The Ecology Centre, School of Life Sciences, The University of Queensland, Brisbane, Qld 4072, Australia Environmental Science, School of Botany, University of Melbourne, Vic. 3010, Australia School of Geography, Planning and Architecture, The University of Queensland, Brisbane, Qld 4072, Australia CSIRO Mathematical and Information Sciences, Cleveland, Qld, Australia School of Earth and Environmental Sciences, University of Adelaide, North Terrace, SA 5005, Australia School of Mathematical Sciences, Queensland University of Technology, Brisbane, Qld 4001, Australia School of Natural Resources, University of Nebraska-Lincoln, Lincoln, NE, USA.
Ecol Lett. 2005 Nov;8(11):1235-46. doi: 10.1111/j.1461-0248.2005.00826.x.

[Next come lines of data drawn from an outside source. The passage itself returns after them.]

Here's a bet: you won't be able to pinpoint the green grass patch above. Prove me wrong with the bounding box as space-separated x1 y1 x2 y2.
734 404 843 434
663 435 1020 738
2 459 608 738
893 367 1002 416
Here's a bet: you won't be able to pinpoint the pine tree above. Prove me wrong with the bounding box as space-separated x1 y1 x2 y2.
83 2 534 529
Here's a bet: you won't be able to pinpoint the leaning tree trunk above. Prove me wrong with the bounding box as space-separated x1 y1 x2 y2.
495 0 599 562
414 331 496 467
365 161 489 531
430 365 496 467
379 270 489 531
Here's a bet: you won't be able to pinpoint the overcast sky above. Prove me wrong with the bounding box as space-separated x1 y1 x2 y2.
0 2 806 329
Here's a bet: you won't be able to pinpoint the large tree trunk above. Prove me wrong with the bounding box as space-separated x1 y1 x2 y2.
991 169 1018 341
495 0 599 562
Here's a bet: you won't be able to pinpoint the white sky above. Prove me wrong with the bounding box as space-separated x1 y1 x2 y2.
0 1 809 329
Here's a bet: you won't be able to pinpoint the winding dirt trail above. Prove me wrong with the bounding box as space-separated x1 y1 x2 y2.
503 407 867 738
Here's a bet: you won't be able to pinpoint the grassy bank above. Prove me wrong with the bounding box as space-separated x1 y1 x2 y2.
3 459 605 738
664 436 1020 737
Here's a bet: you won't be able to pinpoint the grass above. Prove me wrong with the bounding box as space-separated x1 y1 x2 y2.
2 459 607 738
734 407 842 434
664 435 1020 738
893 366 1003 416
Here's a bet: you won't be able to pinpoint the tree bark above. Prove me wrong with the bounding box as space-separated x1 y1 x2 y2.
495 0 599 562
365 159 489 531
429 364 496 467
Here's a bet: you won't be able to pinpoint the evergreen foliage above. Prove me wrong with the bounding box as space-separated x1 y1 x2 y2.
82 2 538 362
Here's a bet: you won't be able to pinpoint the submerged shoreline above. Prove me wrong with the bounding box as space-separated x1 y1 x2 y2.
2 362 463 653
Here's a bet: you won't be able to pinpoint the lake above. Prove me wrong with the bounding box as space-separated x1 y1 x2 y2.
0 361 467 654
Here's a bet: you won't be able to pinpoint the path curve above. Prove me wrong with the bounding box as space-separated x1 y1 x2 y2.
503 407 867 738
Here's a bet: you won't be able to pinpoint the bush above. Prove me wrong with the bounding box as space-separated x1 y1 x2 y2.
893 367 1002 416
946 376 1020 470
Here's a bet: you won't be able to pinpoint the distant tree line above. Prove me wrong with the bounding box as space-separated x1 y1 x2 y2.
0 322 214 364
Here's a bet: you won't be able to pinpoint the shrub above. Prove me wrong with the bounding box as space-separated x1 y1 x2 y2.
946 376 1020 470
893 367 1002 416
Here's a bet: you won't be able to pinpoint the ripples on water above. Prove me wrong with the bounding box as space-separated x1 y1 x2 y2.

A common feature of ecological data sets is their tendency to contain many zero values. Statistical inference based on such data are likely to be inefficient or wrong unless careful thought is given to how these zeros arose and how best to model them. In this paper, we propose a framework for understanding how zero-inflated data sets originate and deciding how best to model them. We define and classify the different kinds of zeros that occur in ecological data and describe how they arise: either from 'true zero' or 'false zero' observations. After reviewing recent developments in modelling zero-inflated data sets, we use practical examples to demonstrate how failing to account for the source of zero inflation can reduce our ability to detect relationships in ecological data and at worst lead to incorrect inference. The adoption of methods that explicitly model the sources of zero observations will sharpen insights and improve the robustness of ecological analyses.
生态数据集的一个共同特征是它们往往包含许多零值。除非仔细考虑这些零值是如何产生的以及如何对其进行最佳建模,否则基于此类数据的统计推断可能效率低下或错误。在本文中,我们提出了一个理解零膨胀数据集起源并确定最佳建模方法的框架。我们定义并分类了生态数据中出现的不同类型的零值,并描述了它们的产生方式:来自“真实零值”或“虚假零值”观测值。在回顾了零膨胀数据集建模的最新进展之后,我们使用实际示例演示了如果不考虑零膨胀的来源,如何降低我们检测生态数据中关系的能力,最坏的情况是导致不正确的推断。采用明确建模零观测值来源的方法将提高生态分析的洞察力并提高其稳健性。